Homeschooling: formação de crianças, adolescentes e jovens comprometida
Sob o argumento de que as famílias devem ter a prerrogativa de "decidir a forma como a criança deve ser educada", setores conservadores arrogam-se no direito de privar crianças, adolescentes e jovens do convívio social mais amplo e diverso oportunizado pela Educação escolar
No último dia 18 de maio foi aprovado, pela Câmara dos Deputados, Projeto de Lei n. 3.179/2012, que regulamenta a Educação Domiciliar e aponta uma perspectiva preocupante de instituição de normativas que afrontam o direito à igualdade de acesso e permanência na escola.
Ao criar o arcabouço jurídico que desobriga as famílias a proporcionarem às crianças, adolescentes e jovens a experiência da educação escolar, o Projeto de Lei da Educação Domiciliar, ou homeschooling, não apenas compromete a socialização das crianças, jovens e adolescentes, mas a formação integral desses sujeitos, uma vez que o pleno desenvolvimento dos aspectos cognitivo, físico, social e afetivo está em dependência direta com a amplitude e diversificação da experiência educativa, algo que sem a Educação escolar de qualidade social não pode ser plenamente alcançado.
Sob o argumento de que as famílias devem ter a prerrogativa de “decidir a forma como a criança deve ser educada”, setores conservadores arrogam-se no direito de privar crianças, adolescentes e jovens do convívio social mais amplo e diverso oportunizado pela Educação escolar, dissimulando a verdadeira motivação para reivindicarem o monopólio do processo educativo: evitar que esses sujeitos, como protagonistas de direitos, tenham acesso aos conhecimentos e experiências formativas que os inserem na esfera pública.
Importa lembrar que, diferentemente do que costumam sugerir esses setores, a criança não é uma propriedade das famílias, mas um sujeito social, cujos direitos, incluindo os relativos à Educação, não podem ser privados, nem mesmo por aqueles/as que detêm sua tutela legal. Não por acaso, o Artigo 205 da nossa Constituição consagra a Educação como direito de todos/as e como dever do Estado e da família em colaboração com a sociedade.
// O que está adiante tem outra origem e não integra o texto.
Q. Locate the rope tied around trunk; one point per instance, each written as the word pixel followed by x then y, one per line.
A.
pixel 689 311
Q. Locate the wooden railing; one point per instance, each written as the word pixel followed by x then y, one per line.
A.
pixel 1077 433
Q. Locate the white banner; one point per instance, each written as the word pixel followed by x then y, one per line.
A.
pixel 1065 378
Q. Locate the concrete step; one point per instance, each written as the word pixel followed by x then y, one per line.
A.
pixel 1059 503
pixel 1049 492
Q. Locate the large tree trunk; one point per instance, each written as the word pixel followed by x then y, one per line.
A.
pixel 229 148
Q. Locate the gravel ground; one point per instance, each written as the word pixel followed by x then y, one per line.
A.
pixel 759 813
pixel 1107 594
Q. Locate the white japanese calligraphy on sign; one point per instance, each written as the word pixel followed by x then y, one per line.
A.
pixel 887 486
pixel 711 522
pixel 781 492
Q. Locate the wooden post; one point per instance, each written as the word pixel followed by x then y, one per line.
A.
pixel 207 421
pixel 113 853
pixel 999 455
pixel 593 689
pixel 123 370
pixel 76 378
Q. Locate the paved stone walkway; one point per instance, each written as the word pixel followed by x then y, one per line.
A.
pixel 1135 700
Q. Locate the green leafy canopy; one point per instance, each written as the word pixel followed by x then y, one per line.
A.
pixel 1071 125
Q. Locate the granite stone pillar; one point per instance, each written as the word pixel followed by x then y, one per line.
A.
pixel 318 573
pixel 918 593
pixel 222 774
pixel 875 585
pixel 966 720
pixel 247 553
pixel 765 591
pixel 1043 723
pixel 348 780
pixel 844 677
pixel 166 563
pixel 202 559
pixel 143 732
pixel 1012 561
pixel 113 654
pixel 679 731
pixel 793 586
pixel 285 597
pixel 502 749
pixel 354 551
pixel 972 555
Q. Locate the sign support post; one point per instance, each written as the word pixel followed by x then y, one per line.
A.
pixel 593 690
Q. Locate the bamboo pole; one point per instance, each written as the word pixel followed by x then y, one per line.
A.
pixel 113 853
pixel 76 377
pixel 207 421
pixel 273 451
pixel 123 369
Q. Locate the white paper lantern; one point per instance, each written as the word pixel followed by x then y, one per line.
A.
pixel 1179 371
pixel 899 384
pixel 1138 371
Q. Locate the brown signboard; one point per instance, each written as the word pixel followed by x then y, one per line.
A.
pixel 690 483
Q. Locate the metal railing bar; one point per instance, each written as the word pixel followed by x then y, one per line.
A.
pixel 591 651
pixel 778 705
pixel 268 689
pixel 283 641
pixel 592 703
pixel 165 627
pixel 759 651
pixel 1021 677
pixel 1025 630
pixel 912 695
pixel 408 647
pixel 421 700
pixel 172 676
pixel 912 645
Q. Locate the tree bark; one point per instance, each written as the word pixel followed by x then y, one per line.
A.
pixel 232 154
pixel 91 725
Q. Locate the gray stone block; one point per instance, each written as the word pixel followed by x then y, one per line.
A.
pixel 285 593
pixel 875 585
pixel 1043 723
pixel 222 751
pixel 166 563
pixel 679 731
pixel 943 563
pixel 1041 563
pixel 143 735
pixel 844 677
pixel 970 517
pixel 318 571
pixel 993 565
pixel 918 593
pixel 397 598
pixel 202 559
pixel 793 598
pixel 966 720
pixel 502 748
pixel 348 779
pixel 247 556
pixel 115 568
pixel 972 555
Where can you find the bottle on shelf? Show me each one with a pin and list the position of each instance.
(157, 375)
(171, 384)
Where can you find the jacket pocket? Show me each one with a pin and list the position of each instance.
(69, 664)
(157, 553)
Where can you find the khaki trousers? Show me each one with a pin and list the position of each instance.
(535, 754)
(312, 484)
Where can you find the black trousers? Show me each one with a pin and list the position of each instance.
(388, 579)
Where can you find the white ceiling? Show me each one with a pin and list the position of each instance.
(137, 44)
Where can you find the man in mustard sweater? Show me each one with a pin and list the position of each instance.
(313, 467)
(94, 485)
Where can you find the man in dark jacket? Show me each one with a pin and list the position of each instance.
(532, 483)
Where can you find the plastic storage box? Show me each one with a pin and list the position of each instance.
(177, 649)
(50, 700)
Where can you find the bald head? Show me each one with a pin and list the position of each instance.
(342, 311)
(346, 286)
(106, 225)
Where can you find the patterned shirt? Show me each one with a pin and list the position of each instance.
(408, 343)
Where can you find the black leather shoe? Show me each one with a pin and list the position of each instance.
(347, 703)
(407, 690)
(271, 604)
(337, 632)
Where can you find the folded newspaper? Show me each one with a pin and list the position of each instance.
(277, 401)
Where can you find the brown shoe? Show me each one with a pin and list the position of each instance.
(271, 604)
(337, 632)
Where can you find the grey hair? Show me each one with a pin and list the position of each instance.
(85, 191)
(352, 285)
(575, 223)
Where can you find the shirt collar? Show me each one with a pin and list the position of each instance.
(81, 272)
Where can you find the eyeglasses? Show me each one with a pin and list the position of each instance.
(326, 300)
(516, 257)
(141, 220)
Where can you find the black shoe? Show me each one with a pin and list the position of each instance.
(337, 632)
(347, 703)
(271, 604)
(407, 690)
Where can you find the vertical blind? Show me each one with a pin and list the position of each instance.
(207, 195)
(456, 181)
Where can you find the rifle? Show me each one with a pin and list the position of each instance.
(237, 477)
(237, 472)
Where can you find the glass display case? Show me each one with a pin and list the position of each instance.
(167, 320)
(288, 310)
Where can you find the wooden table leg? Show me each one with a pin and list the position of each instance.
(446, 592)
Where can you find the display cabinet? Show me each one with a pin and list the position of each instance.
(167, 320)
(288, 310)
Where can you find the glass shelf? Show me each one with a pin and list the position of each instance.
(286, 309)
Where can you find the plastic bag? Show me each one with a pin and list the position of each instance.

Em nenhum caso o Estado pode eximir-se dessa condicionalidade preeminente que a Carta Magna impõe.
Ademais, o pressuposto de que as famílias podem assumir o papel de professores/as é uma acintosa afronta ao estatuto profissional do magistério, que se constitui mediante o domínio competente de fundamentos teóricos e práticos no campo da Pedagogia para exercer o ensino como ação profissional sustentada por saberes obtidos por processos formativos específicos orientados por uma sólida base científica.
Supor que pessoas sem tais prerrogativas possam praticar o ensino junto às crianças, adolescentes e jovens, além de reproduzir discursos que convergem para desqualificação e desprofissionalização do magistério, também pode trazer sérias consequências para o processo formativo desses sujeitos, pois, a rigor, trata-se da substituição do exercício profissional de um/a professor/a em contexto escolar pelo voluntarismo educativo praticado de forma amadora por pessoas sem a formação disciplinar, pedagógica e didática necessária ao ensino dos conteúdos escolares.
É preciso ainda questionarmos a prioridade atribuída a essa pauta em detrimento da necessidade urgente de ampliação de investimentos na Educação pública, considerando os prejuízos educacionais decorrentes da pandemia de Covid-19 e o baixo impacto de metas constitutivas do Plano Nacional de Educação (2014-2024).